Seseorang mencintai adalah agar memproleh ke bahagiaan. Namun ketika kebahagiaan itu hanya di ukur dari materi dunia maka kebahagiaan itu tidaklah hakiki. Bagaimanakah ukuran kebahagiaan yang hakiki?mari kita mencoba bertanya pada hati kita. Apakah ia sudah merasa bahagia, ataukah selalu gelisah. Ketika hati anda merasa puas disertai dengan ketentraman. Itulah kebahagiaan hakiki. Kebahagiaan yang menjadikan hati kita tentram. Kebahagiaan yang tidak akan berakhir hingga menembus masa kematian. Tentu saja mendapatkan apa yang kita inginkan, menjadikan hati kita puas.
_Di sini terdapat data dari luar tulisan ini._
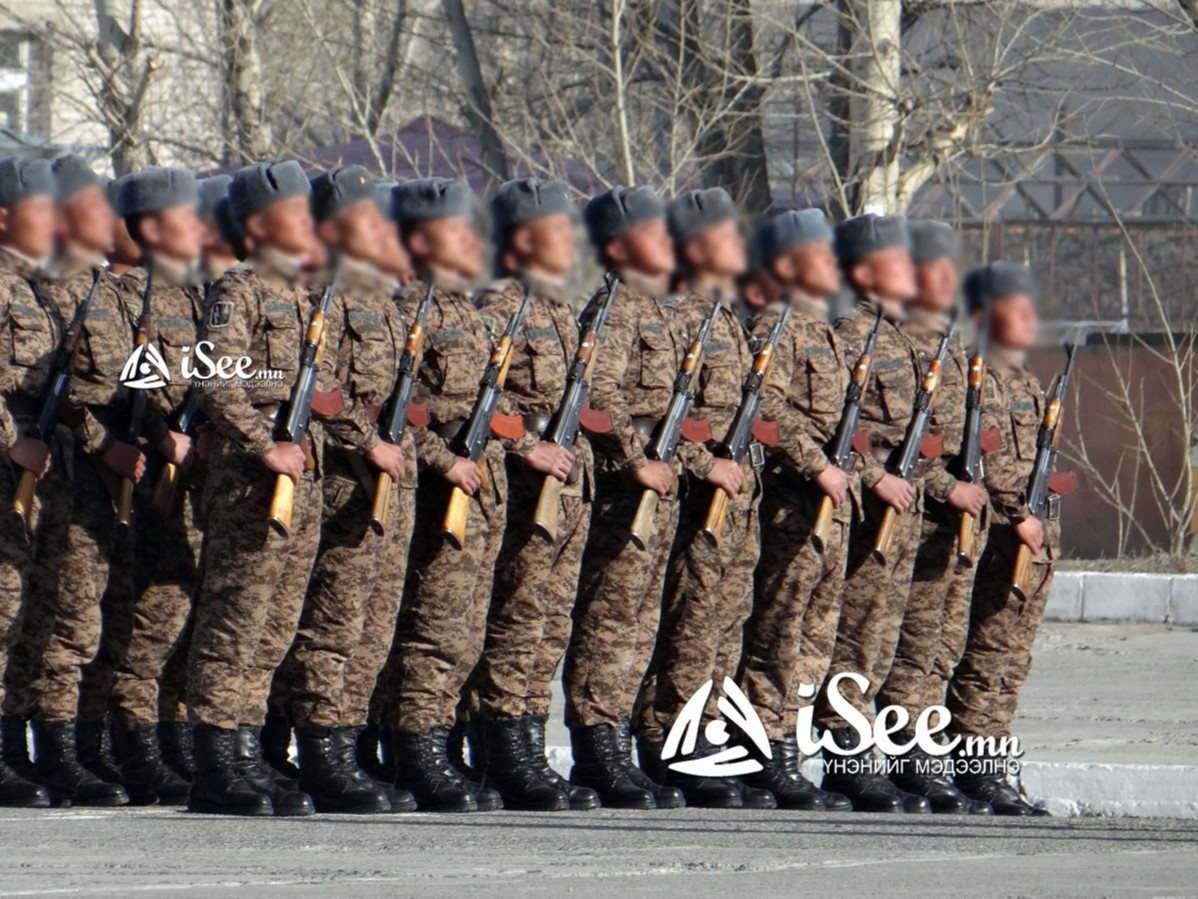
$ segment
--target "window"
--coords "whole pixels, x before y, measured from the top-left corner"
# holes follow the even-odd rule
[[[0,31],[0,125],[29,127],[29,35]]]

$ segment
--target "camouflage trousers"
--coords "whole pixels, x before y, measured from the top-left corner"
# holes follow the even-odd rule
[[[391,649],[412,536],[415,448],[410,440],[404,448],[406,480],[391,489],[382,534],[370,525],[374,469],[363,461],[359,472],[346,453],[325,451],[320,549],[299,630],[271,689],[271,705],[297,727],[365,723],[366,703]]]
[[[833,513],[821,551],[811,528],[823,491],[785,468],[763,480],[761,560],[738,681],[771,740],[794,733],[832,663],[859,486]],[[811,685],[810,696],[799,695],[800,684]]]
[[[728,503],[717,546],[700,534],[713,488],[692,480],[682,497],[662,591],[661,626],[633,711],[640,739],[664,740],[691,694],[708,680],[714,680],[716,689],[706,717],[716,717],[719,687],[725,677],[736,677],[761,551],[761,480],[748,464],[743,468],[745,485]]]
[[[5,698],[4,673],[8,668],[9,653],[21,633],[24,597],[35,546],[33,535],[43,510],[42,494],[48,492],[49,486],[44,482],[39,485],[27,526],[12,509],[20,473],[20,468],[7,458],[0,458],[0,516],[3,516],[0,519],[0,703]]]
[[[388,717],[399,730],[428,733],[452,725],[462,688],[482,652],[507,507],[503,455],[492,440],[479,460],[488,483],[471,497],[461,549],[442,532],[449,482],[420,473],[393,674],[388,672],[394,678]]]
[[[907,613],[899,630],[894,664],[878,690],[877,705],[899,705],[912,719],[929,706],[944,705],[945,689],[965,651],[974,565],[957,564],[961,516],[926,500],[923,530]],[[976,545],[985,545],[988,516],[983,513]]]
[[[1051,556],[1032,563],[1032,593],[1011,593],[1018,541],[1006,525],[990,529],[978,561],[965,654],[948,686],[949,730],[963,736],[1006,737],[1019,706],[1019,690],[1032,667],[1032,643],[1052,586]]]
[[[320,484],[312,472],[300,479],[287,536],[269,524],[274,489],[261,459],[216,438],[187,673],[193,724],[261,724],[271,678],[295,637],[320,539]]]
[[[630,531],[641,493],[626,473],[597,462],[591,527],[562,671],[569,727],[614,727],[630,717],[649,668],[679,503],[674,493],[658,502],[657,534],[642,550]]]
[[[829,679],[854,673],[869,681],[864,692],[849,680],[839,686],[840,694],[869,720],[873,719],[878,688],[890,674],[907,611],[911,573],[919,549],[923,482],[916,483],[914,507],[898,516],[890,554],[883,561],[874,557],[873,549],[885,509],[872,490],[863,489],[861,515],[854,520],[849,536],[840,624],[828,668]],[[815,720],[822,728],[847,724],[831,709],[826,691],[820,694]]]
[[[578,592],[591,504],[582,495],[585,483],[567,485],[557,539],[549,541],[533,527],[544,478],[519,459],[509,460],[507,529],[486,642],[469,685],[485,720],[547,713],[550,682],[565,652],[561,624],[569,621]]]

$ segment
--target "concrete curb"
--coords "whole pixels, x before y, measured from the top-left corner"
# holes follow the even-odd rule
[[[1198,624],[1198,574],[1058,571],[1044,614],[1054,621]]]
[[[568,777],[570,747],[550,746],[546,754]],[[1198,766],[1029,761],[1020,769],[1020,788],[1056,817],[1198,818]],[[802,772],[819,783],[823,766],[808,759]]]

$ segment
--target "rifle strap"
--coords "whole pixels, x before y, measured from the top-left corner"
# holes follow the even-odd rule
[[[491,433],[500,440],[519,440],[524,436],[524,419],[496,412],[491,416]]]
[[[939,459],[944,455],[944,437],[940,434],[925,434],[919,441],[919,454],[925,459]]]
[[[340,390],[314,390],[312,392],[312,414],[317,418],[330,418],[345,410],[345,397]]]
[[[687,416],[682,421],[682,439],[690,443],[706,443],[711,439],[711,422],[706,418]]]
[[[414,428],[427,428],[430,420],[428,406],[424,403],[408,403],[408,424]]]
[[[986,428],[978,435],[978,448],[983,453],[993,453],[1002,448],[1002,435],[998,433],[997,425]]]
[[[583,406],[578,413],[578,424],[584,431],[592,434],[610,434],[612,431],[611,412],[607,409],[592,409]]]
[[[760,415],[753,422],[753,439],[766,446],[774,446],[778,442],[778,422],[766,421]]]

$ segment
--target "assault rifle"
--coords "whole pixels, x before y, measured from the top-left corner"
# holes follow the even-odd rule
[[[459,456],[465,456],[471,462],[482,458],[491,439],[491,419],[495,417],[495,408],[503,395],[503,382],[507,380],[507,370],[512,364],[512,344],[532,305],[532,290],[524,286],[524,299],[520,308],[508,319],[503,336],[491,353],[482,379],[478,382],[478,396],[474,400],[474,409],[462,430],[454,437],[451,449]],[[470,497],[460,487],[454,487],[449,495],[449,508],[445,510],[445,522],[442,531],[445,538],[455,549],[461,549],[466,543],[466,518],[470,513]]]
[[[603,277],[603,284],[595,291],[587,303],[587,308],[594,307],[590,321],[585,325],[578,340],[578,352],[570,363],[570,371],[566,374],[566,389],[562,394],[561,404],[545,429],[544,440],[556,443],[573,451],[578,439],[578,419],[582,407],[586,405],[587,395],[591,390],[591,368],[598,354],[599,335],[607,323],[612,303],[616,299],[616,288],[620,279],[614,272],[608,272]],[[600,300],[599,297],[603,299]],[[562,482],[553,475],[545,475],[541,483],[541,494],[537,497],[537,508],[533,514],[533,527],[551,543],[557,542],[557,526],[561,517]]]
[[[150,299],[154,290],[154,257],[146,259],[146,288],[141,294],[141,314],[137,317],[137,325],[133,332],[133,352],[141,355],[150,343]],[[146,392],[134,390],[129,406],[129,427],[125,429],[125,443],[137,449],[141,438],[141,421],[146,416]],[[121,527],[129,527],[133,522],[133,481],[121,478],[117,492],[116,523]]]
[[[33,426],[33,433],[30,435],[42,443],[50,442],[54,427],[58,424],[58,410],[62,408],[62,401],[66,399],[71,384],[71,366],[75,361],[75,349],[79,346],[79,338],[83,336],[83,323],[87,321],[87,313],[91,309],[92,300],[96,298],[96,291],[100,288],[100,281],[103,277],[103,269],[97,267],[92,270],[91,289],[88,290],[83,301],[75,307],[75,317],[71,320],[66,333],[62,335],[62,342],[54,354],[54,366],[50,370],[50,384],[46,388],[46,395],[42,397],[42,407],[38,412],[37,422]],[[37,481],[37,472],[23,470],[21,480],[17,483],[17,492],[13,495],[13,512],[24,519],[26,526],[29,525],[33,515],[33,495],[37,491]]]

Tapi bagai mana bila harta melimpah yg kita peroleh menjadikan kita takut miskin, takut pria tampan yang menjadi pendamping kita di gaet wanita lain, cemas istri kita yang cantik selingkuh. Sungguhkah itu disebut kebahagiaan.

Teringat nasehat AA gym. "bila seorang pria berniat menikah, carilah mereka ketika anda dalam keadaan susah" dengan logat sundanya A A.
A A benar, bila ada wanita yang bersedia, padahal kita masih luntang lantung, sudah pasti dia adalah wanita yang tulus.

Nasehat lainnya "kalo seorang wanita berniat mencari pria, carilah yang tidak terlalu tampan, agar tidak selalu khawatir suaminya di dekati wanita lain."

Saya malah bertanya, apakah para artis itu, yang sering muncul di infotaiment bisa menemukan pasangan hidup yang tulus mencintai. Apakah bagi mereka kekasih itu hanyalah sebuah status dan kebutuhan. Tidak tahukah mereka bahwa ikatan kasih yang dinyatakan dengan tali pernikahan adalah ikatan agung yang tertuang dalam Al-quran dan di saksikan oleh para malaikat.

Dalam Al Quran hanya ada dua ikatan perjannjian yang seagung tali pernikahan. Yaitu perjanjian Allah dengan Nabi dan Rasul Ulul 'Azmi(QS 33:7) dan ikatan sumpah bani israil ketika Allah mengangkat bukit Thurisna.(QS 4:154)

Kebalikan dari kebahagian, yaitu penderitaan. Ketika seseorang merasa penderitaan menderanya ada tiga kemungkinan yang dapat terjadi. Pertama,Ia terpuruk, jatuh hingga mencelakai dirinya sendiri. Kedua, Ia bangkit dan ingin orang lain tahu perasaannya, bahkan ingin orang lain menderita atau lebih dari penderitaannya. Dari situlah tersebarnya fitnah, gunjing, iri dan dengki. Atau ia kembalikan kepada Tuhannya, yang menciptakannya, yang memilki jalan keluar dari setiap masalah. Atau yang ketiga, ia berpasrah dan menerima ketetapannya.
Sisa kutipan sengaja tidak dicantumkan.